Ярл сочувственно поморщился, потрепал неутомимого осляка по жилистой шее, и оглядел поле битвы. Вопреки ожиданиям, изнеженный и женолюбивый Реккаред оказался не полным недоумком и, вместо попытки отбить Толаборг у взявшего столицу хитростью Йормунрека, отправился с обозом в направлении второго по величине гуталандского города с непривычным для танского уха названием Йубавейх, сохранившимся еще со времен до гибели богов. Какой-то древний ратоводец назвал стоянку своих воинов в честь то ли павшего товарища, то ли поверженного могучего недруга. Стоянка стала городом, имя так и пристало, хоть никто уже не помнил, за кого сражался и кем был побежден Йуба. Скорее всего, Реккареду удалось бы добраться до древней крепости, не приспичь конунгу гутанов все-таки подтвердить молву о своей изнеженности и потащить за ватагами шатры, золотую бочку для омовений, наложниц, и прочее имущество, приятное на вид и на ощупь, но совершенно бесполезное в драке. Это возымело двоякое действие, не только замедляя гутанов, но и морковкой на веревке маня Йормунрековых карлов, озлобленных нехваткой добычи и славы в Толаборге. Жены Реккареда Лиува, Гарсенди, и Амалафрида подожгли дворец Балтингов изнутри и вместе со всей челядью покончили с собой (или, с них могло статься, заживо сгорели, распевая что-нибудь заунывное). Здание обрушилось, погребая тела и сокровища под тысячами пудов камня. Таким образом обиженная гутанскими показухой и жадностью северная конница (если слово было применимо к дюжине воинов на собственно конях и паре сотен на ослах, осляках, и лошаках) вскоре догнала обоз. Пара удачных верховых налетов замедлила движение гуталандского поезда настолько, что он оказался целиком втянут в бой на месте, где отступление проходило между рекой с жизнерадостным названием Даутавига – «путь усопших» – и грядой поросших лесом холмов. Через лесистый гребень от реки к равнинам за холмами шел оросительный водовод, местами поддерживаемый добротными опорами из черного камня. Вверх воду тащили колеса с черпаками, приводимые в движение ветром.
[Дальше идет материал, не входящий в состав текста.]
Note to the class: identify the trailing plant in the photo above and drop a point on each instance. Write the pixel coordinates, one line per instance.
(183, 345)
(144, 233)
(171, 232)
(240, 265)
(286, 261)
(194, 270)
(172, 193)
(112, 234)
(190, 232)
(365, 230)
Бой вокруг колес и первых опор, собственно говоря, подошел к концу. Какое-то сопротивление еще продолжалось у реки, где Реккаред с уже ожидаемыми от него недостачей здравого смысла и избытком мишуры верховодил остатками своих карлов из золотой колесницы, запряженной шестью белыми осляками.
Горм уже собирался намекнуть ушастому безобразию, что в том направлении раздают овес, но его остановил поверженный гутан, стоны которого сменились на членораздельную речь:
– Добей меня с конем, а? Или хоть коня?
У вороного были сломаны передние ноги. Пронзительно жалобным криком, благородное животное словно молило об избавлении. Ярл покачал головой:
– Рад бы помочь, но копья нет, а спешиться я не могу – одна нога не работает. Добрый был жеребец… Погоди, тебя как зовут?
– Бермонд, сын Тразимонда. А ты часом не Горм Мрачный, что охромел при падении Скиллеборга?
«Кром… Когда это я за такое прозвище пил?» – подумал Горм. Впрочем, в сравнении с Йормунреком, который мог смеяться, как дитя, глядя, как у очередного пленника вытягивают из живота кишки, наматывая их на древко копья, Хёрдакнутссон и вправду был как-то уныл.
– Я Горм. Вот что, Бермонд сын Тразимонда, я сейчас кину тебе нож. Ты, где лежишь, как раз достанешь коню до яремной вены. А к тебе знахаря пошлю, он уж решит, жить тебе или помирать.
– Только не одного из этих с посохами! – подведенные по гутанскому обычаю черным глаза Бермода расширились в ужасе. – Я лучше тоже зарежусь!
«Гутаны,» – подумал ярл. – «Как там говорилось… Сколько гутанов нужно, чтоб зажечь светец? Нисколько, они все будут сидеть в темноте и оплакивать его угасание.» Вслух он сказал:
– Тех завидишь, мертвым притворись. Мой знахарь будет с венедской железной палицей, и в бурой свите поверх кольчуги.
После непродолжительной возни со щитом и поводьями, Горм добрался до сакса за голенищем. Бросок оставил лезвие слегка углубленным в песчаную почву на таком расстоянии от Бермонда, что очень хорошенько постаравшись, придавленный конем воин мог до него дотянуться. Здраво не дожидаясь, пока бледные пальцы с чем-то выкрашенными в любимый гутанами черный цвет ногтями сомкнутся вокруг рукояти увесистого и неплохо летающего ножа, ярл нагнулся вперед и доверительно шепнул в теплые волосатые недра длинного уха:
– Пойдем, рыженький, сделаем из твоих беленьких братиков колбаску.